Although Cox said the request was met with some derision on social media, many people willingly agreed to join in the effort, including those of Christian, Jewish and Muslim faiths.
“And then it rained, and it rained, and it rained,” Cox said. “Some of you had a lot more faith than some others. It was a miracle. It was one of the wettest late summers we’ve ever had in our state. And if your basement flooded, I’m so sorry. That was certainly not the intention. But it just confirmed to me what I learned on that tractor on that farm that day, and that is that there is a God who knows who we are and He cares about us.”
Cox concluded by saying prayer helps unify communities.
“In a time when we’re so divided, I believe that prayer and our combined faith can unify us and bring us together,” he said.
“What you are doing here tonight, coming together as a community of different faith backgrounds, is far more important than anything I will ever do as governor,” he said. “This is what makes our country special. This is why our country was founded, so that we could worship how we want, where we want and when we want, and that we can do that as one nation, under God, indivisible, with liberty and justice for all.”
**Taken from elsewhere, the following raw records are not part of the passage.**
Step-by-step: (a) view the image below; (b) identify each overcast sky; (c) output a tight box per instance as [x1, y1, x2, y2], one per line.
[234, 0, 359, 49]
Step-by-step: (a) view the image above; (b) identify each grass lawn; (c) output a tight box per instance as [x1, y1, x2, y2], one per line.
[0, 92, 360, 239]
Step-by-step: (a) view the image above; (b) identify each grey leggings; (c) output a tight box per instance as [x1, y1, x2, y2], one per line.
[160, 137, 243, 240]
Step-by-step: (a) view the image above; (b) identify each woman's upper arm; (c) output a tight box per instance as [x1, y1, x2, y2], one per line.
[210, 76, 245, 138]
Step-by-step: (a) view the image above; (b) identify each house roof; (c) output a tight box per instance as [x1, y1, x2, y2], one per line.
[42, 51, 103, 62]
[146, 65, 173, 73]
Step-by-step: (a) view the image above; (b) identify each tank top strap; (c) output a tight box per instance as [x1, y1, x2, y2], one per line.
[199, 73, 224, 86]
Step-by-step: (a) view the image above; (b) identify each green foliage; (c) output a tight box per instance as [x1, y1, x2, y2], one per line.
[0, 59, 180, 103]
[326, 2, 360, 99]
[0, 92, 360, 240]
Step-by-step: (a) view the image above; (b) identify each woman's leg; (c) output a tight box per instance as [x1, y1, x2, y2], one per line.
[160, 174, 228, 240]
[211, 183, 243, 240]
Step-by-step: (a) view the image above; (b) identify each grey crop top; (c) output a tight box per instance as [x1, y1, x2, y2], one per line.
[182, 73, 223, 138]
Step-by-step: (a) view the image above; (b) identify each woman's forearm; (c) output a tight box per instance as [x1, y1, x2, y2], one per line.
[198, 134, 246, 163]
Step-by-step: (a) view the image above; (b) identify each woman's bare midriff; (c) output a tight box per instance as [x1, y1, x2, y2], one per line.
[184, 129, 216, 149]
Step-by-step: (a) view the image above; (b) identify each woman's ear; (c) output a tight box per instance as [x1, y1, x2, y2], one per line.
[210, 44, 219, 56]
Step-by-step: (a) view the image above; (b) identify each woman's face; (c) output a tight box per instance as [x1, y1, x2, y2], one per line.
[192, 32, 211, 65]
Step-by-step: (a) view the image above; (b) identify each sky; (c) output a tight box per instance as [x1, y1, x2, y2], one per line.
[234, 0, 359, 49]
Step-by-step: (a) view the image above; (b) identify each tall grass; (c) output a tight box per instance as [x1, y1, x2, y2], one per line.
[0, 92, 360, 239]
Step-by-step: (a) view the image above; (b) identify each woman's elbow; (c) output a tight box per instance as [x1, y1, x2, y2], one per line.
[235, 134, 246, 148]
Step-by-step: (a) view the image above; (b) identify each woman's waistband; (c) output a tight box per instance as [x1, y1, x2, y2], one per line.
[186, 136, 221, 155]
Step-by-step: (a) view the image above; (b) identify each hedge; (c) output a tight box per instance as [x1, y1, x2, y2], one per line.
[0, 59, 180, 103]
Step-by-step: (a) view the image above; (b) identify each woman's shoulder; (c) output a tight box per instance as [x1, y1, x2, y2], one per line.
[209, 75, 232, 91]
Music for the event was provided by the Presbyterian Church Praise Team, with the crowd joining in singing both the opening and closing numbers, “America the Beautiful” and “God Bless America,” respectively.
In addition, a youth group from The Church of Jesus Christ of Latter-day Saints sang “We Believe” before the three centerpiece prayers that followed.
Each of the three successive prayers had a different focus, with the first being a prayer for families, the second being a prayer for the community and the third being a prayer for the nation.
In his prayer for families, Pastor Richard Brown of the Red Hills Baptist Church invoked the words of the Biblical prophet Joshua: “Choose this day, whom you will serve. As for me and my house, we will serve the Lord.”
“God, we pray for our children,” Brown said. “Give them courage to stand for what is right, because they see our example, as parents, standing for what is right, even when it’s uncomfortable, even when it is dangerous. God help our kids to see that and to learn from them to follow our example.”
In her prayer for the community, Melanie Whitney of the Baha’i faith read aloud a message of inspiration written by Baha’u’llah, the founder of the Baha’i movement.
“O Lord, bestow Thy gracious aid and confirmation upon this just government,” she said. “This country lieth beneath the sheltering shadow of Thy protection, and this people is in Thy service. O Lord, confer upon them Thy heavenly bounty, and render the outpourings of Thy grace and favor, copious and abundant. Suffer this esteemed nation to be held in honor and establish it to be admitted into thy kingdom.”
Tyler Romeril, president of the Canyon View Stake of The Church of Jesus Christ of Latter-day Saints, then prayed that the citizens of the nation would be blessed to live up to the “divine expectations” that have been placed upon them.
“Bless us to be kind, generous, loving and wise,” Romeril said during his prayer.
“How thankful we are to live in a country where others want to come,” he added. “We ask Thee to bless that that as refugees interact with communities that they will feel welcome, they will have neighbors that love them, that will be able to meet their needs, and be kind to them and help them belong.”
Romeril also asked for the Lord to bless the leaders of the country, both current and future, to be “humble and “God-fearing,” and he made a plea that divisiveness could end and harmony prevail.
“Bless us to live the teachings of loving our neighbors and forgiving our enemies and turning the other cheek when injured.”
Romeril also asked that the COVID-19 pandemic could come to an end “and that the division it was caused can cease, that this country can heal.”